Lembro-me de, inicialmente, as vagas reservadas serem sistematicamente desrespeitadas em virtude de brechas no texto da lei que se referia a autoidentificação, e os editais não previam mecanismos suficientes para assegurar que essas vagas fossem de fato preenchidas por pessoas negras.
Após algumas audiências públicas, com participação ativa de entidades voltadas às questões raciais, foram implementados mecanismos administrativos para verificar a autenticidade da autodeclaração de cor. E foi assim que os editais começaram a prever uma etapa administrativa, na qual candidatos inscritos nas vagas de cotas raciais são eliminados, caso não apresentem características fenotípicas.
Um aspecto fundamental a ser esclarecido é que, no caso de concursos públicos, são organizadas duas listas de aprovação, uma geral e a outra para candidatos que se autodeclararem negros. Contudo, haverá apenas uma lista de nomeação para aquele órgão, e o edital já disponibiliza as vagas que serão reservadas às cotas raciais. Por exemplo, eu fui aprovada em 5º lugar na lista de negros (e na 100ª posição na lista geral) em determinado concurso. No edital, a 23ª vaga na lista de nomeação corresponde ao quinto colocado na lista de negros. Percebe quantas posições avancei na lista de nomeação?

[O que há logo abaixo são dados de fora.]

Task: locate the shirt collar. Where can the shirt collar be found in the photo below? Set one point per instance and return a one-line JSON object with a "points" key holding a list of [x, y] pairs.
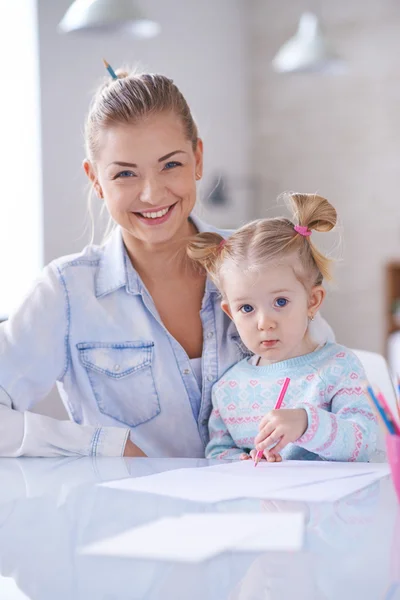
{"points": [[116, 270]]}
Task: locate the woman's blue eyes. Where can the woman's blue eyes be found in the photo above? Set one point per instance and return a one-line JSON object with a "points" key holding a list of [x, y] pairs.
{"points": [[281, 302], [246, 308], [172, 164], [125, 174], [168, 166]]}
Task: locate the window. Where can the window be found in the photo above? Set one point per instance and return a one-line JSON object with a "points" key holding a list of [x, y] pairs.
{"points": [[20, 160]]}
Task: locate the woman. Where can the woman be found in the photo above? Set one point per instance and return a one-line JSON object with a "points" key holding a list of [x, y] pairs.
{"points": [[131, 331]]}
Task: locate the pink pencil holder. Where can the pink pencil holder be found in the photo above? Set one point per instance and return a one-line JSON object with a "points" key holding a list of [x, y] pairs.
{"points": [[393, 451]]}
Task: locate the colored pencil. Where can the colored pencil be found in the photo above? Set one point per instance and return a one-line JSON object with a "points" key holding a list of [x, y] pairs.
{"points": [[386, 420], [277, 406]]}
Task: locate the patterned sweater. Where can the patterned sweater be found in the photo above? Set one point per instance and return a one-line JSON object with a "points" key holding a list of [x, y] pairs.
{"points": [[328, 383]]}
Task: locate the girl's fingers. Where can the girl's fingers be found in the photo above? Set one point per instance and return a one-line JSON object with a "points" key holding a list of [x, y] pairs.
{"points": [[271, 456], [271, 440], [263, 434], [280, 445]]}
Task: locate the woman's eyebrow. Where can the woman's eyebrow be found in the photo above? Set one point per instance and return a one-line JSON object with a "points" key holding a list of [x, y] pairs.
{"points": [[124, 164], [171, 154]]}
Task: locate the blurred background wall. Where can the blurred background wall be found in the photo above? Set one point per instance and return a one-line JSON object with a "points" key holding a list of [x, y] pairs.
{"points": [[334, 130]]}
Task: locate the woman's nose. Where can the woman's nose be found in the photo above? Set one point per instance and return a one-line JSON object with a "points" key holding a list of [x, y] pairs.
{"points": [[151, 192]]}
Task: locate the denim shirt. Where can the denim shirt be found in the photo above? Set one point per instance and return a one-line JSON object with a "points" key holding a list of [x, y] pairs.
{"points": [[90, 325]]}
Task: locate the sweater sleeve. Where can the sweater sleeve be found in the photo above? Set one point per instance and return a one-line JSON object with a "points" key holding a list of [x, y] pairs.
{"points": [[221, 444], [347, 429]]}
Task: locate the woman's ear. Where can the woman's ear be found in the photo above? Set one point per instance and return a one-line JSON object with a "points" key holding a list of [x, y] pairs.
{"points": [[226, 309], [198, 154], [90, 172], [316, 299]]}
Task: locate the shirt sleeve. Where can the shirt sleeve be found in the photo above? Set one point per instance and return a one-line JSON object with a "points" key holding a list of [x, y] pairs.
{"points": [[221, 444], [33, 356], [347, 428]]}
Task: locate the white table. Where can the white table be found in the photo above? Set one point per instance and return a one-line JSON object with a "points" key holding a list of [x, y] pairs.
{"points": [[50, 507]]}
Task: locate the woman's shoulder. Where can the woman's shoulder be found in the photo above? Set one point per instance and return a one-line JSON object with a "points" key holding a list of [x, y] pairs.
{"points": [[89, 255], [102, 267]]}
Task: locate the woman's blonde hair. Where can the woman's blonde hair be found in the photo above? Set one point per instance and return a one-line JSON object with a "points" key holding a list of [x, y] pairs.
{"points": [[264, 240], [131, 98]]}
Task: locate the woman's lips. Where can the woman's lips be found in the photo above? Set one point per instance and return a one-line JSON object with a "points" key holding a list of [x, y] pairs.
{"points": [[156, 220]]}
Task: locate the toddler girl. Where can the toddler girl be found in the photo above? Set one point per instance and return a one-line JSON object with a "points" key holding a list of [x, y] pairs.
{"points": [[270, 277]]}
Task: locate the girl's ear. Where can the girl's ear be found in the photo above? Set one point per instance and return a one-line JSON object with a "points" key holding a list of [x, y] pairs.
{"points": [[315, 301]]}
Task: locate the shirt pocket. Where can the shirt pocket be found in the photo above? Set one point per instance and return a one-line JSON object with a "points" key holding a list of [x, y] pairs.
{"points": [[121, 377], [242, 350]]}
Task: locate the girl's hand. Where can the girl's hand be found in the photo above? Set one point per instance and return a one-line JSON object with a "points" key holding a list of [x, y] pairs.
{"points": [[269, 455], [280, 427], [132, 450]]}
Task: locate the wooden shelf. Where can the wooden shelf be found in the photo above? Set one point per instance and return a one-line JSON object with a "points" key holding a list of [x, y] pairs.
{"points": [[392, 295]]}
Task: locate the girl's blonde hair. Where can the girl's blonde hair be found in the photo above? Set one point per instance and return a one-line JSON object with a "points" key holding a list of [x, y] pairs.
{"points": [[264, 240], [129, 99]]}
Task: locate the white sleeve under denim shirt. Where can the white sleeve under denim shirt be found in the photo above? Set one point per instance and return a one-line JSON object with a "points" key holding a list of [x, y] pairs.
{"points": [[90, 325]]}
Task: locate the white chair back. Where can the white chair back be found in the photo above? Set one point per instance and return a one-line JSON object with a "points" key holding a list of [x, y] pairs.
{"points": [[378, 374]]}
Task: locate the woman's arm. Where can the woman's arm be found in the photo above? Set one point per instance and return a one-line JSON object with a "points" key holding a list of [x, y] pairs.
{"points": [[33, 355]]}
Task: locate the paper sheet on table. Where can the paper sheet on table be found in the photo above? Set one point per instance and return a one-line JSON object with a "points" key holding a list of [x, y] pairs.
{"points": [[196, 537], [294, 479]]}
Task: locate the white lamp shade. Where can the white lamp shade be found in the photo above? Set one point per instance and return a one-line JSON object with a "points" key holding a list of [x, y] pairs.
{"points": [[307, 50], [106, 15]]}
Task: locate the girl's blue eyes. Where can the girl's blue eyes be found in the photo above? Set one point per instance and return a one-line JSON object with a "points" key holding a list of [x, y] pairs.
{"points": [[167, 167], [281, 302], [246, 308]]}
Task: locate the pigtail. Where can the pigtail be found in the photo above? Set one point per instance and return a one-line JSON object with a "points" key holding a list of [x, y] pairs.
{"points": [[206, 249], [315, 213]]}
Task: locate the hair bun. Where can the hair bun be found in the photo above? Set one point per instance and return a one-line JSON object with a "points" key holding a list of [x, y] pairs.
{"points": [[121, 73]]}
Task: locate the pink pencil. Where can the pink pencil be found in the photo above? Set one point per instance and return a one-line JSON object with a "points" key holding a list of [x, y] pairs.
{"points": [[277, 406]]}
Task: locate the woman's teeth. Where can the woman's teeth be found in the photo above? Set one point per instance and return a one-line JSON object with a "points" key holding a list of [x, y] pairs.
{"points": [[155, 215]]}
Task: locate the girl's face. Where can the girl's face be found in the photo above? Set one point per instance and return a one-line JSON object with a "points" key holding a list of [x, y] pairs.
{"points": [[271, 309], [146, 173]]}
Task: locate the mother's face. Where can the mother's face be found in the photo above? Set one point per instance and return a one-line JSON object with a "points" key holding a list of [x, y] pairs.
{"points": [[146, 172]]}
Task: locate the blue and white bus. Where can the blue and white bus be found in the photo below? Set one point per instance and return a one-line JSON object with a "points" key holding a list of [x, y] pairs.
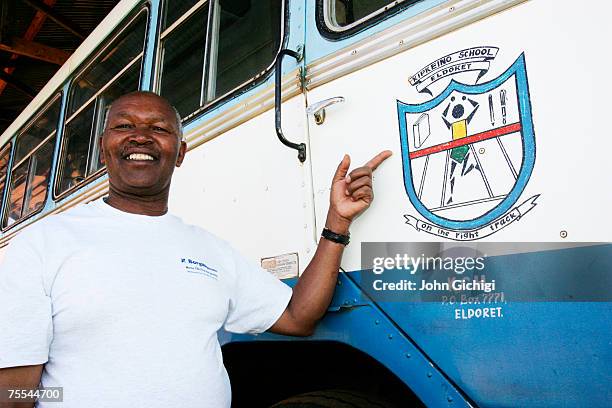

Participei de três momentos de verificação. Fui aprovada, obviamente, em todos eles. Estou aguardando nomeação em dois concursos públicos. E fui extremamente beneficiada, nesses concursos, pela lei de cotas. Quero multiplicar isso! Vamos juntas!
Notas
(1) Lembramos que a lei de reserva de cotas em concursos públicos federais foi sancionada pelo governo Dilma em 2014. Há registros anteriores a essa lei federal, que alguns estados do país já disponibilizavam essas vagas específicas nos certames para preenchimento de seu quadro funcional. A lei 12.990/2014 permitiu essa reserva no âmbito público federal, e por simetria incentivou que estados também aprovassem legislação de igual teor. Pernambuco, por exemplo, em seus concursos estaduais não dispõe desse tipo de vagas. No meu estado, apenas vagas do judiciário dispõem de cotas, porque nesse âmbito, a determinação foi do Conselho Nacional de Justiça, devendo ser obedecida em todo o território nacional.
(2) https://www12.senado.leg.br/noticias/especiais/especial-cidadania/lei-de-cotas-em-concurso-e-julgada-constitucional-mas-ainda-motiva-acoes/lei-de-cotas-em-concurso-e-julgada-constitucional-mas-ainda-motiva-acoes. Acesso em 10/05/2021.